Simon Flowers — Seven days that shook the world

Gavin Thompson — The oil price crash: where does Asia go from here?

Mark Mills — Oil in the time of corona

Mike Konczal — A forward-thinking policy response to the coronavirus recession

Nick Butler — Expect oil to rebound but with a low ceiling

John Clegg — In an era of low prices, how do we break even?

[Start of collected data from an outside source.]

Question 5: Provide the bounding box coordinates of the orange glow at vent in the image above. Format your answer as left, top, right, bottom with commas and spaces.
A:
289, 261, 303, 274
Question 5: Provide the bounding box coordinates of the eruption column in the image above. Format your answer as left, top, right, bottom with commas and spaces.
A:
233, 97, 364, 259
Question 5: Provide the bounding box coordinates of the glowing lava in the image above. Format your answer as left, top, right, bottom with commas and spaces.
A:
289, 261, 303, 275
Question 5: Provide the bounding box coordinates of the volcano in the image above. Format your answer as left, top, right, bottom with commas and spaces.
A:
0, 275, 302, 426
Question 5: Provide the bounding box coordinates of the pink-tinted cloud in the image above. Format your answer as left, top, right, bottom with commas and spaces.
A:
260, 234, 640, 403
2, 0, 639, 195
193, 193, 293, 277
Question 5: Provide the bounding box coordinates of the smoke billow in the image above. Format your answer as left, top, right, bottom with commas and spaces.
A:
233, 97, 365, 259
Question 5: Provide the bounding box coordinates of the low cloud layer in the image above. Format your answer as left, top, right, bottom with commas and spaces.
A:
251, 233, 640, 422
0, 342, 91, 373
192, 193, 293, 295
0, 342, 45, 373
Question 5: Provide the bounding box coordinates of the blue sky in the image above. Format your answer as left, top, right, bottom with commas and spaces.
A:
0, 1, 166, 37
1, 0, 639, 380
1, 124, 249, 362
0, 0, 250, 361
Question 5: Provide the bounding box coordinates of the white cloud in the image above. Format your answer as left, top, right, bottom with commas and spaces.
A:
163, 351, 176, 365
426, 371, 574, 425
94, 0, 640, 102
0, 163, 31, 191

Julian Lee — Why the Saudi Arabia-Russia price war could mean the death of OPEC

Morgan Bazilian, Jim Crompton and Jordy Lee — Leaning in: moving ahead of regulations for natural gas emissions

Quote of the week

“This sector is now in a paper-thin position… Action is needed now to ensure the sector doesn’t lose the skills, experience and infrastructure it needs to meet the UK’s energy needs of today as well as help deliver its net-zero ambitions in future.” — Deborah Michie, chief executive of Oil & Gas UK, warned that the coronavirus pandemic and oil price crash threatened to do severe and lasting damage to the UK’s offshore industry.

Charts of the week

As Italy has introduced an unprecedented lockdown in an attempt to control the alarming spread of the coronavirus and the rising death toll from Covid-19, the impact on its demand for energy is already becoming apparent. Electricity consumption has already fallen sharply, and these charts show a similar decline for gas. Wood Mackenzie’s analysts say that purely from the lockdown, if it lasts for three months, Italy’s gas consumption will be about 3 billion cubic metres lower in 2020. It is usually about 70 bcm. That is assuming the economy bounces back quite quickly after the lockdown lifts. If the economy sinks into recession, then the fall in gas demand will be even sharper.